University of Iowa – wrong on tobacco policy.

The Des Moines Register recently reported that the University of Iowa (UI) has decided to implement a policy next Fall to prohibit all forms of tobacco anywhere on its campus.  (See link below to Register article.)  UI already has a policy that prohibits all smoking on campus.  The new policy would extend the ban to all forms of nicotine, including vapor and chewing tobacco.  The new policy will apply to students, faculty, staff and visitors.  It covers all university buildings and vehicles, plus all outdoor areas controlled by UI. UI is a government institution, and it is proper for governments to prohibit smoking inside or near entrances to government owned buildings because of the risks associated with second hand smoke.  For the same reason, it also seems proper to prohibit nicotine vapor inside government buildings.  But, smoking outside should not be prohibited.  Our air is not and has never been perfectly pure.  I would guess that automobiles, forest fires, power plants and volcanoes each put much more harmful pollution into our outdoor air than tobacco smokers.  Even worse, prohibiting smokeless (chewing) tobacco is just mean spirited.  It is not the proper role for government to prohibit us from legal activities that clearly harm no one other than ourselves.  Living involves risks.  As a person who does not use tobacco in any form, I have decided to not take those risks.

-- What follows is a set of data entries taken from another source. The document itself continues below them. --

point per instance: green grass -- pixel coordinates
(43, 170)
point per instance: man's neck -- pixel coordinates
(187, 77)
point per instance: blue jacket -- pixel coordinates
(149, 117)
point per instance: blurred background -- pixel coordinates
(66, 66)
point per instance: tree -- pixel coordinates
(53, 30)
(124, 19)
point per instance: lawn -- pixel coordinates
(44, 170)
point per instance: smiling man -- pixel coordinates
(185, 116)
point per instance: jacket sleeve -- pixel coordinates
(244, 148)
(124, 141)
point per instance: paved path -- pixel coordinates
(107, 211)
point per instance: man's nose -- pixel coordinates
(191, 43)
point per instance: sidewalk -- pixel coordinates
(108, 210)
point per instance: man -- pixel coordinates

But people who do no harm to others should be free to decide what risks they take with their lives, and neither I, nor any majority, should be able to force our decisions upon them.

Link to article:


Iowa marijuana law makes criminals out of peaceful people.

I was disappointed to learn that, according to the Des Moines Register’s Iowa Poll,  67% of Iowa adults think is is best to continue to criminalize the personal use of marijuana.  People continue to be imprisoned, fined, and given permanent criminal records because they engaged in a voluntary peaceful activity.   Whether or not to legalize the recreational use of marijuana is not the correct question.  The correct question is whether or not to continue to make criminals out of adults who have done no harm to anyone else.  Many people have been greatly harmed because of our unjust marijuana prohibition laws.   We now have a situation where the remedy is worse than the disease.  The situation clearly conflicts with our state motto: Our liberties we prize and our rights we will maintain.